Do not re-derive "required checks" — GitHub already computes it. Use mergeable == "MERGEABLE" and merge_state_status == "CLEAN" (branch protection satisfied: required checks green, required review approved, no conflicts). UNSTABLE means mergeable but a non-required check is red; BLOCKED means a required gate is unmet. The snapshot also emits has_failing_checks so you can act on a red check even while merge_state_status is UNSTABLE.

The settle window guards the most damaging false positive: "CI went green, told the user to merge, then feedback landed."

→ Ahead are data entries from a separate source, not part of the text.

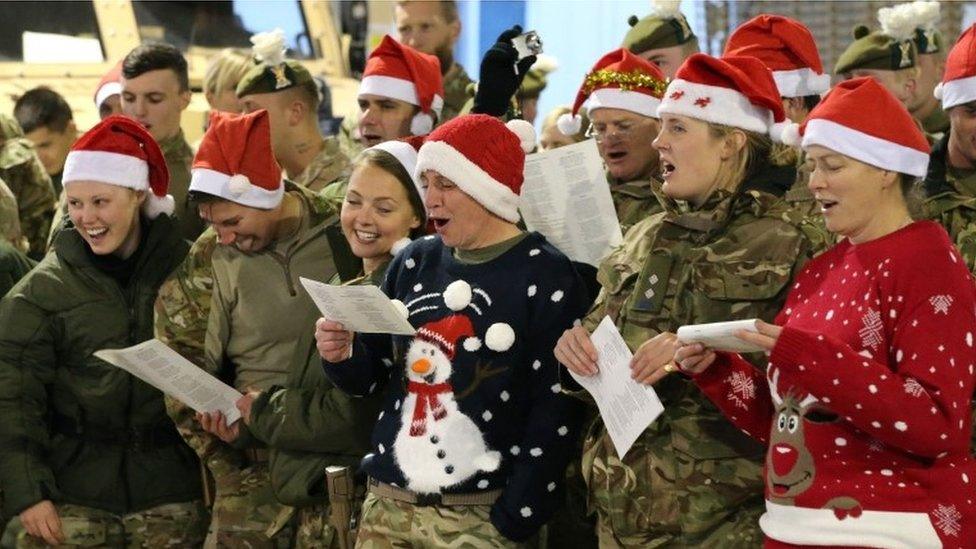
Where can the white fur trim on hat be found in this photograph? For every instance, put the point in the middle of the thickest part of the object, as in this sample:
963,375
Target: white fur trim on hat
106,167
801,82
457,295
470,177
956,92
875,151
223,185
387,86
616,98
107,90
715,104
499,337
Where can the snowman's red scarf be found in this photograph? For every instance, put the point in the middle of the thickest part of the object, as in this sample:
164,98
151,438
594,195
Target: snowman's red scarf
426,396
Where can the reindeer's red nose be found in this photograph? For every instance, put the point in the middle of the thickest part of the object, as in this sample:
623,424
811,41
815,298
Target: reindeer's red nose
783,458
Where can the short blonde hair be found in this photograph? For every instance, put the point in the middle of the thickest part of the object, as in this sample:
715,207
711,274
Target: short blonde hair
225,70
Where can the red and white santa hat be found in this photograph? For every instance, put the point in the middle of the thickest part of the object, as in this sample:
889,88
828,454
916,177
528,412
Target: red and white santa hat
619,80
235,161
119,151
787,47
482,156
109,85
735,91
401,72
861,119
958,84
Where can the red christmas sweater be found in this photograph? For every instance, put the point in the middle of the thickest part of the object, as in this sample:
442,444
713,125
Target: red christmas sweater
867,412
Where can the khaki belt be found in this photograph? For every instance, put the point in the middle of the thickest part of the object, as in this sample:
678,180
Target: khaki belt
385,490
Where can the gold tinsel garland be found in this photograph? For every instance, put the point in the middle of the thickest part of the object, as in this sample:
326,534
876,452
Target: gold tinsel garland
625,80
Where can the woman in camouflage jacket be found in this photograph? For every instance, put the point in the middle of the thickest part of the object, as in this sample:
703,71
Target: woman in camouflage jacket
726,247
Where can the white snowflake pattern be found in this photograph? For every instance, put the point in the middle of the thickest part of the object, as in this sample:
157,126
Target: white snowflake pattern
947,519
913,387
741,389
941,303
872,330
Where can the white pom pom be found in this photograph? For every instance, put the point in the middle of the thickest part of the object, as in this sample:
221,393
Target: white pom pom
401,308
457,295
238,184
525,132
421,124
789,134
269,47
472,344
399,245
569,124
155,205
667,8
898,22
499,337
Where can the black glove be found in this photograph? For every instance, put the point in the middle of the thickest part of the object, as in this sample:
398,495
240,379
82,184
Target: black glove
501,75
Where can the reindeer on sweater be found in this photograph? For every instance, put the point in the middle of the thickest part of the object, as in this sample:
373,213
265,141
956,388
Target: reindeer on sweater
790,467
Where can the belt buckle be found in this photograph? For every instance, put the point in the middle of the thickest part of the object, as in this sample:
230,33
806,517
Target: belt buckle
428,499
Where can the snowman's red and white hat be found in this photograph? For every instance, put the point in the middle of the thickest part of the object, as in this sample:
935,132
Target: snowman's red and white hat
119,151
401,72
861,119
737,91
619,80
235,161
958,84
787,47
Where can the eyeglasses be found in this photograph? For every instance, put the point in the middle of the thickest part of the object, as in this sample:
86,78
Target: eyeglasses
602,132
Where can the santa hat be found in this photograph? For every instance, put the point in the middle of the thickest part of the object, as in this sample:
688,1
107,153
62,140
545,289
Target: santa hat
787,48
482,156
619,80
109,85
736,91
861,119
401,72
235,162
119,151
958,84
406,155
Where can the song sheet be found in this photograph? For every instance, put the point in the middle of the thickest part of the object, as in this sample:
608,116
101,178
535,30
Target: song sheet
627,407
165,369
364,309
566,197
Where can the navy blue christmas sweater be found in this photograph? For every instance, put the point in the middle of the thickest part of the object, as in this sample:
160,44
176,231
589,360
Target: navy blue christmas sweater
473,400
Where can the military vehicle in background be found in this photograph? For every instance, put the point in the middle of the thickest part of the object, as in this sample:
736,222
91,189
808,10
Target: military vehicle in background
70,45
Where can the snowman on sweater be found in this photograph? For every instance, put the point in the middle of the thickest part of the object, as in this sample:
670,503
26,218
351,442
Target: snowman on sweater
438,446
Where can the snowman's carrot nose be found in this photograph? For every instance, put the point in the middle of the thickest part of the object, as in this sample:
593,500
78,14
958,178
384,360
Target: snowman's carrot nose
421,366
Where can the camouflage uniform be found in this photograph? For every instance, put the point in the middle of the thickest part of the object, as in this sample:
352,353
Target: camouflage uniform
634,201
179,157
168,525
386,520
691,479
22,171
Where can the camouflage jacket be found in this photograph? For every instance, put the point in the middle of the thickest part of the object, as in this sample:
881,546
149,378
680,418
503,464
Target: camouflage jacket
22,171
634,200
691,473
310,424
179,157
456,92
950,200
182,313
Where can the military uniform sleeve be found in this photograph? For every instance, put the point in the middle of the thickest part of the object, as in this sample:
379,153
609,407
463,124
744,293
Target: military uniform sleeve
535,486
27,367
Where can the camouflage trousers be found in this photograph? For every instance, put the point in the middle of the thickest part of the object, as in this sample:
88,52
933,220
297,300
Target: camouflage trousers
669,494
388,523
246,514
179,525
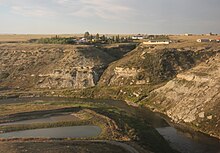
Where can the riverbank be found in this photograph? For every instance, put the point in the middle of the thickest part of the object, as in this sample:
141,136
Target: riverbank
119,123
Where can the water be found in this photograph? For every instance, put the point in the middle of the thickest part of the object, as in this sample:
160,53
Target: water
184,141
51,119
60,132
189,142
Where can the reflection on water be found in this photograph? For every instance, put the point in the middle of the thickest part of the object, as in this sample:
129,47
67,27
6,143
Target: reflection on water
51,119
60,132
183,141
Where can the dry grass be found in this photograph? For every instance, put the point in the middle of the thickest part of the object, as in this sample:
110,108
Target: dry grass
23,37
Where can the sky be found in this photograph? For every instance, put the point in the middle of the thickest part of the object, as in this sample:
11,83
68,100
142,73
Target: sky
109,16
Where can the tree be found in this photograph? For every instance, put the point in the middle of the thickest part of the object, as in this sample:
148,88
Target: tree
103,38
117,39
86,35
97,37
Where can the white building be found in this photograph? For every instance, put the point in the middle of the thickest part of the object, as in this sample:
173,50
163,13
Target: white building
155,42
138,37
203,40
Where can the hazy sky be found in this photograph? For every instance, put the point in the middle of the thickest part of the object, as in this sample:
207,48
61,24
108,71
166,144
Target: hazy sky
110,16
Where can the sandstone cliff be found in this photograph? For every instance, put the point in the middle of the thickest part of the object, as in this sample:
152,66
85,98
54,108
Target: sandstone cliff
193,97
152,65
51,66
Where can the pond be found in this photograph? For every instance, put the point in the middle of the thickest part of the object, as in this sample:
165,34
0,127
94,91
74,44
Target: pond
60,132
184,141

  • The script stamps last_change_at whenever anything observable moves — a check status/conclusion, a thread's identity (added, edited, or resolved-away), the head SHA, review_decision, mergeable, or merge_state_status. Each snapshot emits quiet_seconds.
  • "Looks ready" requires quiet_seconds >= 300 (default) on top of a CLEAN mergeable state and zero actionable backlog (threads and non-thread feedback). A reviewer or bot still working shows up as recent activity → quiet_seconds resets.
  • It is a cooling-off signal, not a guarantee. Five quiet minutes is evidence the PR stopped moving, not proof no review is coming. Report "looks ready — your call," never "safe to merge." This is why the settle window, not per-bot signal parsing, is the primary guard: it is robust to reviewers you have never seen, and most in-progress activity already resets the clock for free.

Concurrency

  • Lock. The script takes a file lock around each state read/write. It cannot span the agent's mutations (which happen between script calls), so it is necessary but not sufficient.
  • Pre-mutation revalidation. The delegated skills re-check remote before they write, but a second babysitter or a human can still act between your snapshot and your action. Treat the snapshot as a hint, never as a guarantee the world is unchanged at mutation time.

Edge cases

  • Behind base (merge_state_status == "BEHIND"): when the repo requires up-to-date branches (or the base moved materially), gh pr update-branch — a merge of base into head, never a rebase. It re-triggers CI + review, so at most once per tick and only when it unblocks merge.
  • Merge conflict mid-flight (mergeable == "CONFLICTING"): merge base into head locally and split like the fix-authority boundary — mechanical conflicts (lockfiles, changelog/generated files, non-overlapping additions) resolve + commit + push; a semantic conflict (both sides changed the same logic, so resolving decides intended behavior) aborts the merge and surfaces as needs-human with decision_context. Never rebase or force-push — rewriting a PR head branch is destructive; a base-into-head merge is the only safe mechanism.
  • External head change / force-push: the head SHA moved under the loop. The snapshot clears SHA-scoped CI state automatically; just re-snapshot. Never clobber unrelated pushed work.
  • PR closed or merged externally: detected as pr_state != "OPEN" on any tick → clean exit with a final status.
  • needs-human feedback: ce-resolve-pr-feedback leaves those threads open and returns them as escalations; record each with mark ... --disposition needs-human, keep doing independent CI work, and surface them. Never auto-decline or auto-resolve a thread you did not fix. A parked needs-human is a standing residual (SKILL.md Step 3): it blocks declaring merge-ready but does not end the watch — keep handling new CI and later review rounds around it. Only a true stop (terminal / looks-ready / the budget cap) ends the loop, not a count of accumulated escalations.
  • No push access / fork PR: a delegated push will fail. Detect that from the delegated skill's result, report it, and stop — the loop cannot make progress it has no permission to make.
  • CI that never completes: a check stuck IN_PROGRESS for a long time will keep the loop from settling. When the session budget (session_seconds cap) is reached, hand back with "CI still running after " rather than looping forever.
  • Rate limits / transient API errors: honor the reset time, back off, resume. The claim→confirm protocol protects against replay.